How one can Construct an Superior Finish-to-Finish Voice AI Agent Utilizing Hugging Face Pipelines?

On this tutorial, we construct a complicated voice AI agent utilizing Hugging Face’s freely accessible fashions, and we hold your entire pipeline easy sufficient to run easily on Google Colab. We mix Whisper for speech recognition, FLAN-T5 for pure language reasoning, and Bark for speech synthesis, all linked via transformers pipelines. By doing this, we keep away from heavy dependencies, API keys, or difficult setups, and we give attention to displaying how we are able to flip voice enter into significant dialog and get again natural-sounding voice responses in actual time. Take a look at the FULL CODES here.

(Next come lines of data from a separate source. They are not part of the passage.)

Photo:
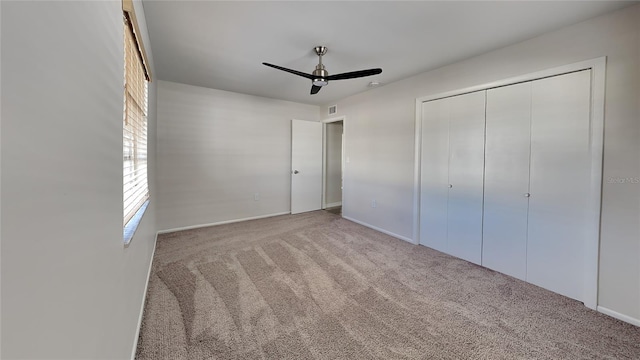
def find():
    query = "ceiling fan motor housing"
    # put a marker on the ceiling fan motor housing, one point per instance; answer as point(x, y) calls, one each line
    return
point(320, 75)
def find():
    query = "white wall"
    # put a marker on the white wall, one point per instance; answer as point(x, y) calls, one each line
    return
point(333, 169)
point(380, 138)
point(70, 289)
point(217, 149)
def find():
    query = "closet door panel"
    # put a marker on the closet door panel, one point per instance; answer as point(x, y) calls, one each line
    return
point(434, 170)
point(504, 242)
point(466, 169)
point(559, 182)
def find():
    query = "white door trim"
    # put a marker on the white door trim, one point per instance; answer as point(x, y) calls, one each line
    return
point(598, 76)
point(310, 203)
point(324, 156)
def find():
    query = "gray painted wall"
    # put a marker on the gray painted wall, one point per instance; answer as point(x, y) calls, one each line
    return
point(217, 149)
point(380, 138)
point(70, 289)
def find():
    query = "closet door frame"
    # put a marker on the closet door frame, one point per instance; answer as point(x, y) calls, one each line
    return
point(598, 75)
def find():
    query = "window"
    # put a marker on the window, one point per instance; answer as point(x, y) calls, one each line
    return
point(136, 78)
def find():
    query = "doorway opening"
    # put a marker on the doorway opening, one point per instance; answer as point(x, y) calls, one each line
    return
point(333, 165)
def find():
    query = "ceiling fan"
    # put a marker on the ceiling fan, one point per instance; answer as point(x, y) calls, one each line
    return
point(320, 77)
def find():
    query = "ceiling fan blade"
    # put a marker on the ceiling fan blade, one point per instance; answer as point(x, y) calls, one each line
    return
point(296, 72)
point(315, 89)
point(355, 74)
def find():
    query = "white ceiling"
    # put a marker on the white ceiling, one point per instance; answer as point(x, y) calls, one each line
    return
point(222, 45)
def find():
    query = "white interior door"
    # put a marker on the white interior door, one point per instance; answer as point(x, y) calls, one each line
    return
point(559, 183)
point(506, 182)
point(434, 174)
point(466, 172)
point(306, 166)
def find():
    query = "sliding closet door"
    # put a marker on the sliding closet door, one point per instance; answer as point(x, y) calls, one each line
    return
point(434, 174)
point(506, 186)
point(559, 183)
point(466, 169)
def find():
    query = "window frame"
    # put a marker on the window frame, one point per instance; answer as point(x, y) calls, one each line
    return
point(132, 218)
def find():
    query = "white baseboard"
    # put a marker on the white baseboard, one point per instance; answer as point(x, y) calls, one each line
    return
point(617, 315)
point(381, 230)
point(221, 223)
point(144, 299)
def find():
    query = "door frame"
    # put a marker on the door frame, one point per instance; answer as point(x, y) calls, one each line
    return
point(324, 156)
point(598, 77)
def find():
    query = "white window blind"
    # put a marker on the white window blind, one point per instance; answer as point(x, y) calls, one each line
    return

!pip -q set up "transformers>=4.42.0" speed up torchaudio sentencepiece gradio soundfile


import os, torch, tempfile, numpy as np
import gradio as gr
from transformers import pipeline, AutoTokenizer, AutoModelForSeq2SeqLM


DEVICE = 0 if torch.cuda.is_available() else -1


asr = pipeline(
   "automatic-speech-recognition",
   mannequin="openai/whisper-small.en",
   system=DEVICE,
   chunk_length_s=30,
   return_timestamps=False
)


LLM_MODEL = "google/flan-t5-base"
tok = AutoTokenizer.from_pretrained(LLM_MODEL)
llm = AutoModelForSeq2SeqLM.from_pretrained(LLM_MODEL, device_map="auto")


tts = pipeline("text-to-speech", mannequin="suno/bark-small")

We set up the required libraries and cargo three Hugging Face pipelines: Whisper for speech-to-text, FLAN-T5 for producing responses, and Bark for text-to-speech. We set the system mechanically in order that we are able to use GPU if accessible. Take a look at the FULL CODES here.

SYSTEM_PROMPT = (
   "You're a useful, concise voice assistant. "
   "Desire direct, structured solutions. "
   "If the person asks for steps or code, use quick bullet factors."
)


def format_dialog(historical past, user_text):
   turns = []
   for u, a in historical past:
       if u: turns.append(f"Person: {u}")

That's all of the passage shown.